Signatures of $f(Q)$-gravity in cosmology

TL;DR

This paper explores how $f(Q)$-gravity, a modified gravity model, affects cosmological observations, revealing measurable signatures at the perturbation level and implications for gravitational wave observations.

Contribution

It introduces a specific $f(Q)$-gravity model that mimics $ ext{Lambda CDM}$ at background level but shows distinct perturbation signatures regulated by a single parameter.

Findings

Positive $\alpha$ suppresses matter power spectrum and CMB lensing.

Negative $\alpha$ enhances ISW effect and matter clustering.
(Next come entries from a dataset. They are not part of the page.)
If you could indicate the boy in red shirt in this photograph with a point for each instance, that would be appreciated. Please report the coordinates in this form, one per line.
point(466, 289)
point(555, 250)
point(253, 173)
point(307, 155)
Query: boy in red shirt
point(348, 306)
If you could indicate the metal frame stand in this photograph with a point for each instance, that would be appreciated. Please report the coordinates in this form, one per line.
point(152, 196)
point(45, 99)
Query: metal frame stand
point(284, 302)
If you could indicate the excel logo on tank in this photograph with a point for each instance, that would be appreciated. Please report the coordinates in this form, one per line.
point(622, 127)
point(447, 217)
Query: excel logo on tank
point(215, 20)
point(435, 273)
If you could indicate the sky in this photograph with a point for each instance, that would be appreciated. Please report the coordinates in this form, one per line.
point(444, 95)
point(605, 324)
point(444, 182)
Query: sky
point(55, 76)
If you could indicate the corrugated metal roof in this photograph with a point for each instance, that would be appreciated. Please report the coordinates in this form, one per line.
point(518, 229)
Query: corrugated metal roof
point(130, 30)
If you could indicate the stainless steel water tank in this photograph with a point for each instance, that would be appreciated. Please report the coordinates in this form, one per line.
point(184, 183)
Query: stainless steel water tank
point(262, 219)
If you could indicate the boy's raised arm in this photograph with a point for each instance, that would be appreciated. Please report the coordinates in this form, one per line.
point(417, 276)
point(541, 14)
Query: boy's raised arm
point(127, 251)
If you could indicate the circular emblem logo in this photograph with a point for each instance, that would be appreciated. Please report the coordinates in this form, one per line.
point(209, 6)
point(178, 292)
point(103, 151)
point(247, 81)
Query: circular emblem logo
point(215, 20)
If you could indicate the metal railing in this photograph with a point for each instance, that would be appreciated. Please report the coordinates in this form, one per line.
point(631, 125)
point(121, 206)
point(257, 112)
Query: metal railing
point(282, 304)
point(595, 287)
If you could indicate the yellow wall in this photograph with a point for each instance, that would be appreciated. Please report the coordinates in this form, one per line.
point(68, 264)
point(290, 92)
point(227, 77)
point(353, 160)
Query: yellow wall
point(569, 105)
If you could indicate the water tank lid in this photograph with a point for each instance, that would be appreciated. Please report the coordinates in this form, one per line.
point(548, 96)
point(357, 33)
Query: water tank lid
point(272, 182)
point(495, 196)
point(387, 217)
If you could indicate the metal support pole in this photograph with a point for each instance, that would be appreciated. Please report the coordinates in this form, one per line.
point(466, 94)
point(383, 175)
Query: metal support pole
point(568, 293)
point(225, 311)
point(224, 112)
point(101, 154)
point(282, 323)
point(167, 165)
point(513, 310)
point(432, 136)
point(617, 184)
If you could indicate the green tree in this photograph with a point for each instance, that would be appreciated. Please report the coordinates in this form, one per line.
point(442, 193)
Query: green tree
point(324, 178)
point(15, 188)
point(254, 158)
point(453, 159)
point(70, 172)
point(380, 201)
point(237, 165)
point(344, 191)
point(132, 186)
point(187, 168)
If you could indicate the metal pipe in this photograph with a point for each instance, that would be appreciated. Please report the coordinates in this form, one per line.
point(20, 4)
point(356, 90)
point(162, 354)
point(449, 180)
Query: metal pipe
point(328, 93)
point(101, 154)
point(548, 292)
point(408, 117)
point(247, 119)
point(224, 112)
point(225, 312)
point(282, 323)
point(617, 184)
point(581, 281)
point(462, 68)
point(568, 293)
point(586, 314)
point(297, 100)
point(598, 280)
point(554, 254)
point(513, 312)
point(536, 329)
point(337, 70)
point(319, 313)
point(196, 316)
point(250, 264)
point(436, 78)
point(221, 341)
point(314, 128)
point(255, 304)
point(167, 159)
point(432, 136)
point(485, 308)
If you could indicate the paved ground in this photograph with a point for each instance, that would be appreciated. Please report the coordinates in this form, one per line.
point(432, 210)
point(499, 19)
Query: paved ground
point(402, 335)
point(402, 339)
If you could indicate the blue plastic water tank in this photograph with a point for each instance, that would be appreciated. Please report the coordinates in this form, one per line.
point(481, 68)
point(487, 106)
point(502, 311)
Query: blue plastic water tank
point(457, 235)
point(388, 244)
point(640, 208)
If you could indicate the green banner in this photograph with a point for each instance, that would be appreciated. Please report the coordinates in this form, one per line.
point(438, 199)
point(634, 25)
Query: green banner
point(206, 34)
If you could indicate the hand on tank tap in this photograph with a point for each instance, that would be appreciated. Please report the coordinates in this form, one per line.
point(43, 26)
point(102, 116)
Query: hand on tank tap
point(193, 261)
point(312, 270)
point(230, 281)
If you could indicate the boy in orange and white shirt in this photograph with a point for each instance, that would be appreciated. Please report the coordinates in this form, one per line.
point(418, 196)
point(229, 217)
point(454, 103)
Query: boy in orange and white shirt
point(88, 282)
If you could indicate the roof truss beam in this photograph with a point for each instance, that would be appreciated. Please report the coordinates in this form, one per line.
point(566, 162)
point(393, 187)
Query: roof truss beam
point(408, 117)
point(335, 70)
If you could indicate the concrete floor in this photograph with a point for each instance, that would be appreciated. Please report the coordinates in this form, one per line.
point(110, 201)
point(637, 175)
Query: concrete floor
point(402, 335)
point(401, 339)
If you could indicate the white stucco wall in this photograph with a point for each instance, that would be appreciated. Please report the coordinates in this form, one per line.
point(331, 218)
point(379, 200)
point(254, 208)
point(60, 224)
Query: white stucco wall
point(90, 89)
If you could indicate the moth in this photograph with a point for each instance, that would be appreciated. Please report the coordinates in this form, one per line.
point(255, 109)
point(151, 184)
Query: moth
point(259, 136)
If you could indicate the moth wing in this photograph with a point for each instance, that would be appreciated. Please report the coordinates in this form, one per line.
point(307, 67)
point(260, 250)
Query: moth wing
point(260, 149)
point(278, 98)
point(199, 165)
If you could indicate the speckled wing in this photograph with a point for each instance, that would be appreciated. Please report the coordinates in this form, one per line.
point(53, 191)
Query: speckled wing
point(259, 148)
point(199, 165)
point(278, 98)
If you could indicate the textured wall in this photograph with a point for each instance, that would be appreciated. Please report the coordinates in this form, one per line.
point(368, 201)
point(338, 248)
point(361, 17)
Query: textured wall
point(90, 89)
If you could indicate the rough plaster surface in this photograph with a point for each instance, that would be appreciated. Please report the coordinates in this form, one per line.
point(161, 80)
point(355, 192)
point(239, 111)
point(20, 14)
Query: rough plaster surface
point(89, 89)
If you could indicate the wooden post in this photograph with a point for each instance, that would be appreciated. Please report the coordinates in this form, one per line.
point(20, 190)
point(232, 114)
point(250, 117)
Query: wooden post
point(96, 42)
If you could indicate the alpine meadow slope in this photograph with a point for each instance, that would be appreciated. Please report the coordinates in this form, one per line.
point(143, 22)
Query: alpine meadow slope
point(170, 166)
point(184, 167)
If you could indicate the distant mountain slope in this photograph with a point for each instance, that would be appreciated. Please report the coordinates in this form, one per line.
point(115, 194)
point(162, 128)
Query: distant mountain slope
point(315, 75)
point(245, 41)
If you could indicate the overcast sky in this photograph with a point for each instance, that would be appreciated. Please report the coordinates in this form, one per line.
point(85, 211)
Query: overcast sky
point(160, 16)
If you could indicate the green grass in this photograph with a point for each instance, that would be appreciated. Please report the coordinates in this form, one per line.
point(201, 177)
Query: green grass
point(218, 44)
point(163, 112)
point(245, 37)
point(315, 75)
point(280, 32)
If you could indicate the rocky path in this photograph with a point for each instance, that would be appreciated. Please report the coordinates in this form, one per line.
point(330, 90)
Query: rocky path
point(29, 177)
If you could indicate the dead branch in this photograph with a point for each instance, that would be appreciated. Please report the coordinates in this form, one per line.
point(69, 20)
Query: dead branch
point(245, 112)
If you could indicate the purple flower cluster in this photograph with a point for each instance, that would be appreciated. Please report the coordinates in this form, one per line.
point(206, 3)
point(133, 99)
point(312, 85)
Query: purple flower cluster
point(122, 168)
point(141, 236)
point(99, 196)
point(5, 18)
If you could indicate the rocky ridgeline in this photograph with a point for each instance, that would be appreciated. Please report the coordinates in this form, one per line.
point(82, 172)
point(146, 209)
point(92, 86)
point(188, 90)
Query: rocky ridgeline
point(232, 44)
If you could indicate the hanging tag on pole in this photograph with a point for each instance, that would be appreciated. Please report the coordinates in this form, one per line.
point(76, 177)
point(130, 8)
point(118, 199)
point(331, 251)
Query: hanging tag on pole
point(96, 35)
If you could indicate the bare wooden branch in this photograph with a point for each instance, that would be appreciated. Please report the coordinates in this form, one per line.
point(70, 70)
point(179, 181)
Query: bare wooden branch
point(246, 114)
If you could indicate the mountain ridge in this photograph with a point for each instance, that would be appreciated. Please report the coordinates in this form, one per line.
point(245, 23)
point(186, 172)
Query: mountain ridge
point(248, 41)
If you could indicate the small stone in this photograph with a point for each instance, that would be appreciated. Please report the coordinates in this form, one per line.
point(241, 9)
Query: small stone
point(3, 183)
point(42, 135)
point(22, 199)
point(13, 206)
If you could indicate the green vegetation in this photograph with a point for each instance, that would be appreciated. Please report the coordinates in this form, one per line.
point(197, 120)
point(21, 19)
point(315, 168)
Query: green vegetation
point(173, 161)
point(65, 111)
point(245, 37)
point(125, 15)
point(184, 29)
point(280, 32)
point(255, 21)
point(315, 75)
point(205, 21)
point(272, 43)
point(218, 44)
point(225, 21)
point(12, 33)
Predictions for gravitational wave luminosity distances differ from electromagnetic signals.

Abstract

We investigate the impact on cosmological observables of $f(Q)$-gravity, a specific class of modified gravity models in which gravity is described by the non-metricity scalar, $Q$. In particular we focus on a specific model which is indistinguishable from the $\Lambda$-cold-dark-matter ($\Lambda$CDM) model at the background level, while showing peculiar and measurable signatures at linear perturbation level. These are attributed to a time-dependent Planck mass and are regulated by a single dimensionless parameter, $\alpha$. In comparison to the $\Lambda$CDM model, we find for positive values of $\alpha$ a suppressed matter power spectrum and lensing effect on the Cosmic Microwave Background radiation (CMB) angular power spectrum and an enhanced integrated-Sachs-Wolfe tail of CMB temperature anisotropies. The opposite behaviors are present when the $\alpha$ parameter is negative. We also investigate the modified Gravitational Waves (GWs) propagation and show the prediction of the GWs luminosity distance compared to the standard electromagnetic one. Finally, we infer the accuracy on the free parameter of the model with standard sirens at future GWs detectors.